Oder übersehe ich da etwas?

PS: Bitte nicht falsch verstehen, Qatar ist untragbar mit ihrer Diskriminierung von Minderheiten und Frauen, ich will das nicht relativieren. Aber die muss man mMn durch kritische Berichte im TV und anderen Medien „angehen“, vor allem im Rahmen der WM jetzt. Aber wieso Qatar ein Boykott der Übertragung interessieren habe ich noch nicht so ganz verstanden. Bin aber offen für Erklärungen, falls meine Ansicht falsch ist.

tl;dr: Boykott trifft mMn nicht Qatar, ist aber dennoch gut weil es die FIFA trifft. Bei Qatar hilft nur Aufklärung, in welcher Definition auch immer… oder nicht?

Ich denke in dem Fazit sind wir uns einig.

Ein Kollege von mir schaut die WM. Hat sich heute aber sehr über den OneLove-Binde Rückzieher aufgeregt. Sollen die europäischen Verbände doch auf Konfrontation gehen, ohne die Europäer wäre die Fifa doch nichts.

Aber was kommt dann?

Ein neuer Verband der sich dann wie von der Fifa unterscheidet? Die Uefa ist doch genauso ein korrupter Haufen wie die Fifa. Ein daraus hervorgehender neuer Verband wird früher oder später einfach nur eine Fifa 2.0.
Das Problem ist ja auch nicht, dass die handelnden Akteure zufällig immer moralisch fragwürdig sind, sondern dass die Logik des Systems moralisch fragwürdiges Handeln erfordert.

Also ja, Krieg den Verbänden.
Aber dies ist wohl eher das Credo einer kleinen Gruppe der Fans.
Greifbar schien bisher in meinen Augen keine Revolution, aber Reformen.
Die Boycott Bewegung hatte Erfolg. Sie hat so viel Druck auf die nationalen Verbände ausgeübt, dass diese sich positionieren mussten. Und da wir gerade sehen können wie radikal die Fifa gegen jegliche Kritik oder Nichtkritik (über-)reagiert, erscheint sogar der Bruch mit der Fifa schon fast Mainstream. Dies wäre (vordergründig) eine Revolution. Diese WM wird vermutlich eine schwere innenpolitische Krise bei der Fifa auslösen und in einem lösungsorientierten Kompromiss könnte eine Chance auf eine andere Fifa stecken. Jetzt alles sehr viel Konjunktiv, aber dies wäre ein direkter Erfolg der Boycott Bewegung.

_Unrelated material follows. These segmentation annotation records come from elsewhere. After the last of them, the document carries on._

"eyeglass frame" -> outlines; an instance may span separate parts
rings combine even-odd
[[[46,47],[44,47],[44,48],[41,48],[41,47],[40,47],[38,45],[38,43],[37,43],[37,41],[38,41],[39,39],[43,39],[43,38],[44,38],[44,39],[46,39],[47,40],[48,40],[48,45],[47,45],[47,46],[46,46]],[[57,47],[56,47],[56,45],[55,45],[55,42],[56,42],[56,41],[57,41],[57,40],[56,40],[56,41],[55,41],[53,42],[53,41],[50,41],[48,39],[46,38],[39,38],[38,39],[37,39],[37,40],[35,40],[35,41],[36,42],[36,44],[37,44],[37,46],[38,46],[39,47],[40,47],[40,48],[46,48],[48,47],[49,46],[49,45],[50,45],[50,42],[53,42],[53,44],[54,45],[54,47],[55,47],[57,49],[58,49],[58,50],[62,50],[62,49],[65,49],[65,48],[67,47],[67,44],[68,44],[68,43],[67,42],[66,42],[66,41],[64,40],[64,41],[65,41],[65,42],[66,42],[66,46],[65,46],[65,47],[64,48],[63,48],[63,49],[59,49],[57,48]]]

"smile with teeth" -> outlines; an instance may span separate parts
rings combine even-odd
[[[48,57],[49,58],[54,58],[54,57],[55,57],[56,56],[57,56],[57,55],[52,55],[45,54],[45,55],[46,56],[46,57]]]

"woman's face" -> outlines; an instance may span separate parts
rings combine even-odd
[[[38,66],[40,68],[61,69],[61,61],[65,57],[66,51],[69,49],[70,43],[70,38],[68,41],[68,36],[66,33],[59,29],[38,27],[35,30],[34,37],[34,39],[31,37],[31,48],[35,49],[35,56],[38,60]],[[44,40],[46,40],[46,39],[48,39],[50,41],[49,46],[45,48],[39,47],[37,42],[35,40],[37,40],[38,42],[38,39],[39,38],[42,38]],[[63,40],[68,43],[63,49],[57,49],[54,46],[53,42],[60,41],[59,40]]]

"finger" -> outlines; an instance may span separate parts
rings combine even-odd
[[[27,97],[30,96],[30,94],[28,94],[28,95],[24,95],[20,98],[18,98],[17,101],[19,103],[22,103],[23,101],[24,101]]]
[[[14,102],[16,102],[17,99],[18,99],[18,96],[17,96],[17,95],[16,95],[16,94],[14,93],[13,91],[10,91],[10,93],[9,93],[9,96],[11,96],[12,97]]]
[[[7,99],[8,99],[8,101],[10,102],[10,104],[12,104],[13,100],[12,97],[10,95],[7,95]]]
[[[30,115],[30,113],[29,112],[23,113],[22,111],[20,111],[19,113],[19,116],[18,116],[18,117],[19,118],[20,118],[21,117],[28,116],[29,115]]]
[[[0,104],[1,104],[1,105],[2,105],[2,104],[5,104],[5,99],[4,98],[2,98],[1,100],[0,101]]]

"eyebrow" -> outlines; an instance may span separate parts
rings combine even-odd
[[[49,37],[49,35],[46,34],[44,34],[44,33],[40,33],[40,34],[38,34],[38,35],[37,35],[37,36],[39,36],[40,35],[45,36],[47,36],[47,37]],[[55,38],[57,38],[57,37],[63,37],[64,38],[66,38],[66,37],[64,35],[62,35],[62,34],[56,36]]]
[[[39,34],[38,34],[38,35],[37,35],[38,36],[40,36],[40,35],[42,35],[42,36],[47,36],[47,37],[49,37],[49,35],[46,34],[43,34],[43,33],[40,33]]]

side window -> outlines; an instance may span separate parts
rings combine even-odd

Nicht, dass man die WM hätte verhindern können, sondern dass man die Macht der Fifa bricht.
Gut, noch ist der Würfel nicht gefallen, aber:
Der Weg auf dem der Feind flieht, muss man bahnen. - Vegetius

Qatar ist in meinen Augen nicht das Ziel. Deshalb mal BoycottQatar und BoycottFifa gegenübergestellt.

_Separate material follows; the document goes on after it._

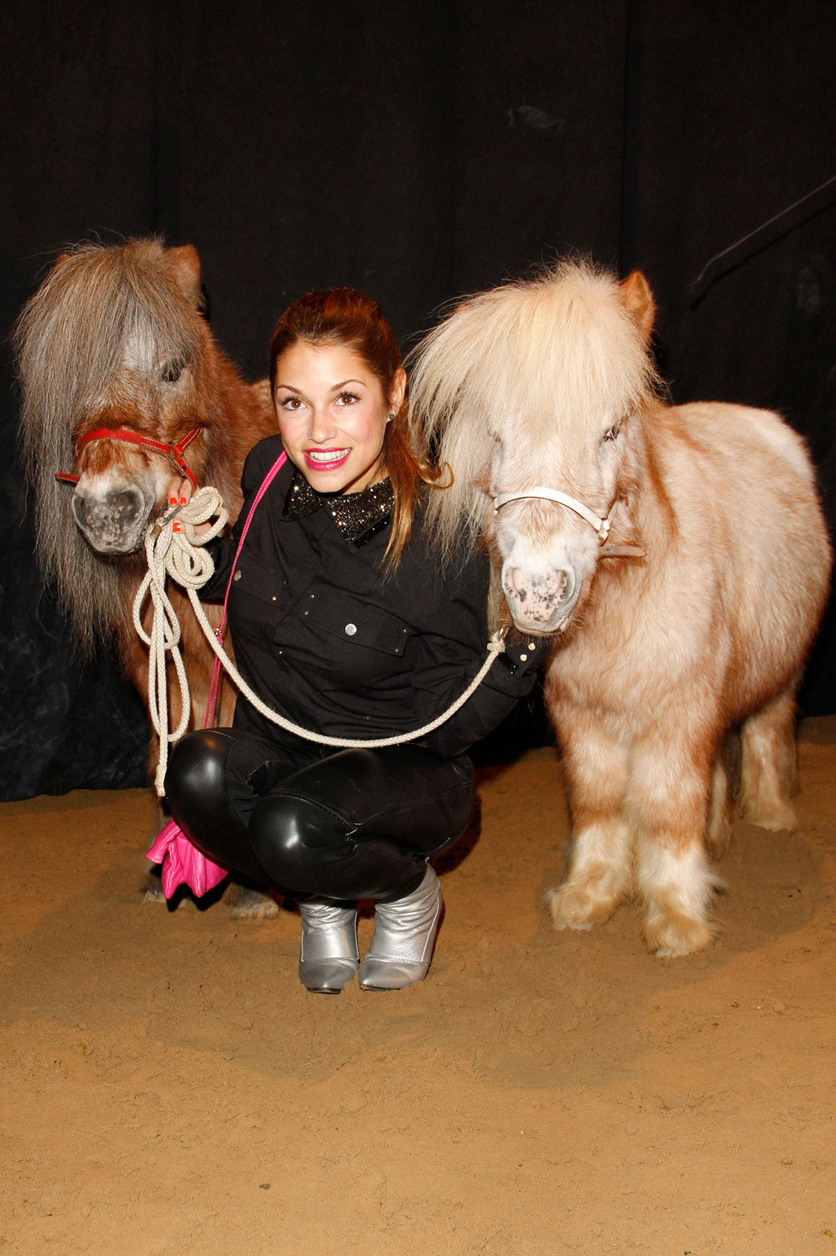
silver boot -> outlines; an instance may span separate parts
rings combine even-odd
[[[303,943],[299,980],[319,995],[339,995],[356,972],[356,907],[340,907],[330,898],[299,903]]]
[[[374,936],[358,980],[360,990],[402,990],[423,981],[433,956],[442,909],[438,877],[432,868],[418,889],[374,908]]]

BoycottQatar zielt mMn weniger auf das Land, dies ist den meisten ja egal, sondern auf die QatarWM. Wer kann dies ändern? Die Fifa. Wenn nicht jetzt, dann aber, dass keine Wiederholung in der Zukunft stattfindet.

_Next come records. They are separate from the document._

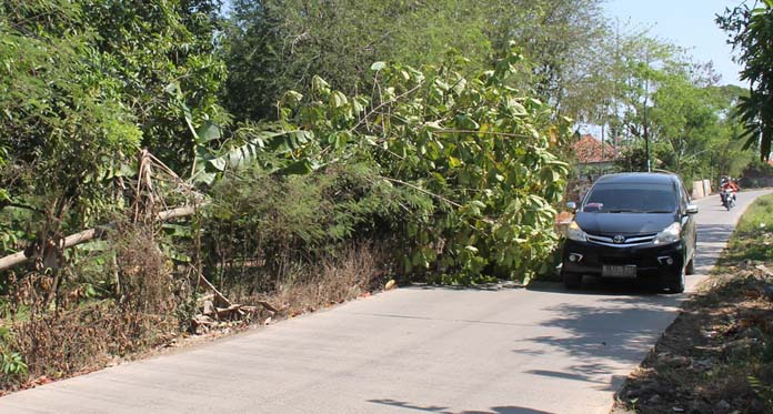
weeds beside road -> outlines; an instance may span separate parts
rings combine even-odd
[[[685,303],[614,412],[773,411],[773,195],[742,216],[699,294]]]

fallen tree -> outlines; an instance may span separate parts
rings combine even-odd
[[[197,209],[195,205],[184,205],[184,206],[164,210],[164,211],[158,213],[157,219],[159,221],[168,221],[168,220],[190,216],[190,215],[193,215],[195,213],[195,209]],[[100,238],[104,236],[104,234],[107,233],[107,231],[109,229],[112,229],[112,228],[114,228],[114,223],[110,223],[110,224],[97,226],[93,229],[83,230],[83,231],[74,233],[74,234],[70,234],[67,238],[64,238],[63,243],[61,243],[61,246],[62,246],[62,249],[70,249],[72,246],[76,246],[76,245],[79,245],[82,243],[87,243],[91,240],[100,239]],[[17,252],[17,253],[7,255],[4,258],[0,258],[0,271],[4,271],[8,269],[18,266],[20,264],[23,264],[33,258],[34,258],[34,255],[30,254],[30,252],[27,252],[27,251]]]

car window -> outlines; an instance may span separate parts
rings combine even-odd
[[[584,212],[671,213],[681,199],[671,183],[598,183],[585,196]]]

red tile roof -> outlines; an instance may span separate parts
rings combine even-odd
[[[609,162],[618,158],[612,145],[602,144],[601,141],[589,133],[580,137],[580,140],[572,144],[572,151],[576,155],[578,161],[582,164],[590,162]]]

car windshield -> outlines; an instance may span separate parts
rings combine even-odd
[[[582,211],[594,213],[671,213],[676,191],[670,183],[599,183]]]

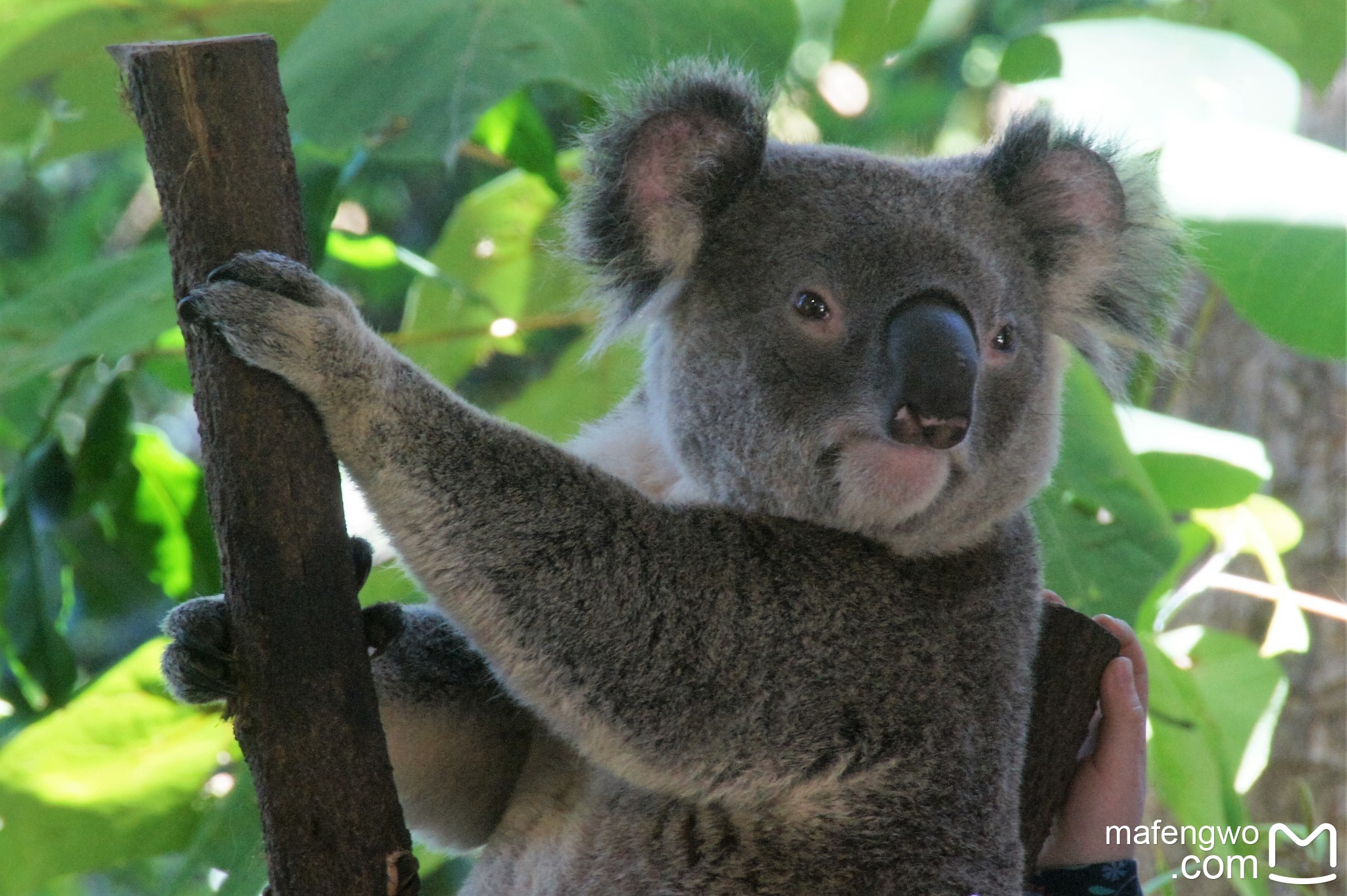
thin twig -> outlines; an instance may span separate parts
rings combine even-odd
[[[1246,576],[1235,576],[1234,573],[1220,572],[1211,577],[1207,583],[1207,588],[1212,591],[1230,591],[1237,595],[1249,595],[1250,597],[1261,597],[1263,600],[1284,600],[1300,607],[1308,613],[1319,613],[1320,616],[1347,622],[1347,603],[1332,600],[1329,597],[1320,597],[1319,595],[1307,595],[1303,591],[1294,591],[1292,588],[1278,588],[1266,581],[1258,581],[1257,578],[1249,578]]]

BoycottFifa würde auf die nationalen Verbände und die Fans zielen. Es fordert eine Revolution. Vielleicht nötig, aber schwer vorstellbar, deshalb dann vermutlich auch mit geringen Mobilisierungspotential. BoycottFifa würde zudem jeweils den Verweis auf Qatar etc. benötigen, wäre deshalb in meinen Augen auch nicht so prägnant.